Du fait de la richesse des communautés microbiennes, les microorganismes présentent une certaine redondance fonctionnelle, évoquée par Stéphane Pesce la semaine dernière. Ainsi, les fonctions principales de ces communautés ne sont pas significativement perturbées par un apport unique d'herbicide. Cependant, le cycle de l'azote est un cycle très sensible qu'il conviendrait de considérer pour les études ; il pourrait être un marqueur intéressant d'impact des pesticides sur les communautés microbiennes.
Nous avons établi un certain nombre de préconisations. Il faut vraiment essayer d'homogénéiser les approches expérimentales, les méthodes de mesure, et s'appuyer peut-être aussi sur la normalisation de méthodes. Pour les communautés microbiennes, il convient de travailler sur des méthodes un tant soit peu cadrées, qui permettent de comparer davantage les résultats. Nous pourrions utiliser d'autres outils d'écologie microbienne qui ne sont pas encore utilisés en écotoxicologie microbienne, notamment certaines approches employées en toxicologie humaine.
Nous devons travailler davantage sur des expérimentations au champ, dans des conditions réelles ; mieux prendre en compte les facteurs de changement globaux, les produits de transformation, les mélanges ; et associer les études d'impact aux études de dynamique, pour analyser le devenir des pesticides dans le temps.
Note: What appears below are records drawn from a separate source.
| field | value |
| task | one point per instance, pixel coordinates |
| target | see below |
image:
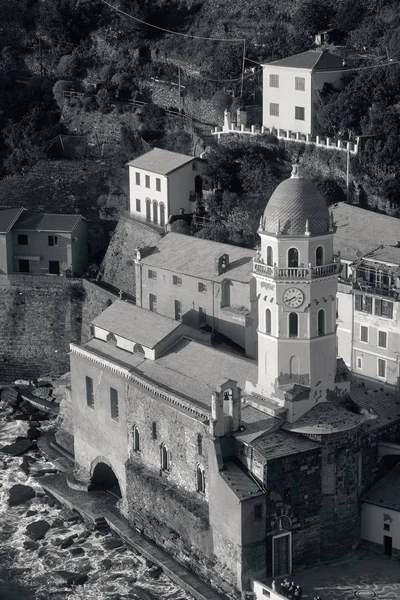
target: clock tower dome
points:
(296, 277)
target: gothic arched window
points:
(293, 325)
(319, 256)
(270, 256)
(321, 322)
(293, 257)
(200, 479)
(267, 320)
(136, 439)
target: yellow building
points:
(291, 86)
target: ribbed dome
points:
(294, 202)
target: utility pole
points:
(243, 63)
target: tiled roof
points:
(188, 368)
(196, 257)
(315, 60)
(240, 483)
(135, 324)
(36, 222)
(161, 161)
(295, 201)
(325, 418)
(365, 232)
(8, 216)
(386, 492)
(281, 443)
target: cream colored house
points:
(291, 86)
(162, 183)
(368, 305)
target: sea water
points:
(31, 574)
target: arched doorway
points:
(104, 479)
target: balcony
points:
(296, 272)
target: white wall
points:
(372, 524)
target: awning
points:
(26, 257)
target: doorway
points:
(282, 555)
(54, 267)
(387, 544)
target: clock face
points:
(293, 297)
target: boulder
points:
(19, 494)
(112, 543)
(73, 578)
(37, 530)
(31, 545)
(19, 447)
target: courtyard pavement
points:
(366, 576)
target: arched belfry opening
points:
(104, 479)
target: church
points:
(242, 468)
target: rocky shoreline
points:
(51, 551)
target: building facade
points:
(43, 244)
(291, 87)
(243, 469)
(162, 184)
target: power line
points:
(197, 37)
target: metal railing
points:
(296, 272)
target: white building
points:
(291, 86)
(368, 301)
(162, 183)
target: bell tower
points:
(296, 277)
Il faudrait également prendre davantage en compte les fonctions écologiques et écosystémiques des sols, ce qui permettrait peut-être d'identifier des impacts ou des effets délétères sur le long terme.
Comme vous l'avez dit la semaine dernière, il faut multiplier les études au champ, tout en gardant à l'esprit que les résultats des tests chimiques ne rendent pas nécessairement compte de l'exposition réelle des organismes : il existe encore un verrou de recherche pour mieux identifier cette exposition. Il faudrait également pouvoir prendre en compte les transferts de résidus dans les réseaux trophiques, mais aussi le transfert de matériel biologique, de bactéries, voire de gènes de résistance des sols à différents organismes vivants supérieurs. La bioamplification devrait également être davantage étudiée.
Comme je vous l'ai dit, les micro-organismes sont les acteurs majeurs de la dégradation des pesticides. Dans les cas les plus favorables, ils les minéralisent, c'est-à-dire qu'ils les transforment en dioxyde de carbone. Ils peuvent aussi les co-métaboliser, c'est-à-dire les transformer en produits de transformation. Par un troisième mécanisme dit de synthèse, ces produits peuvent être bloqués dans le sol, notamment dans les argiles, ou fixés sur les matières organiques du sol. En fonction de l'évolution de ces sols, de ces matières organiques, ces résidus, qui peuvent être piégés pendant des dizaines d'années, peuvent ensuite relargués, ce qui explique peut-être leur persistance et le fait que des pesticides qui ont été interdits il y a des dizaines années réapparaissent subitement.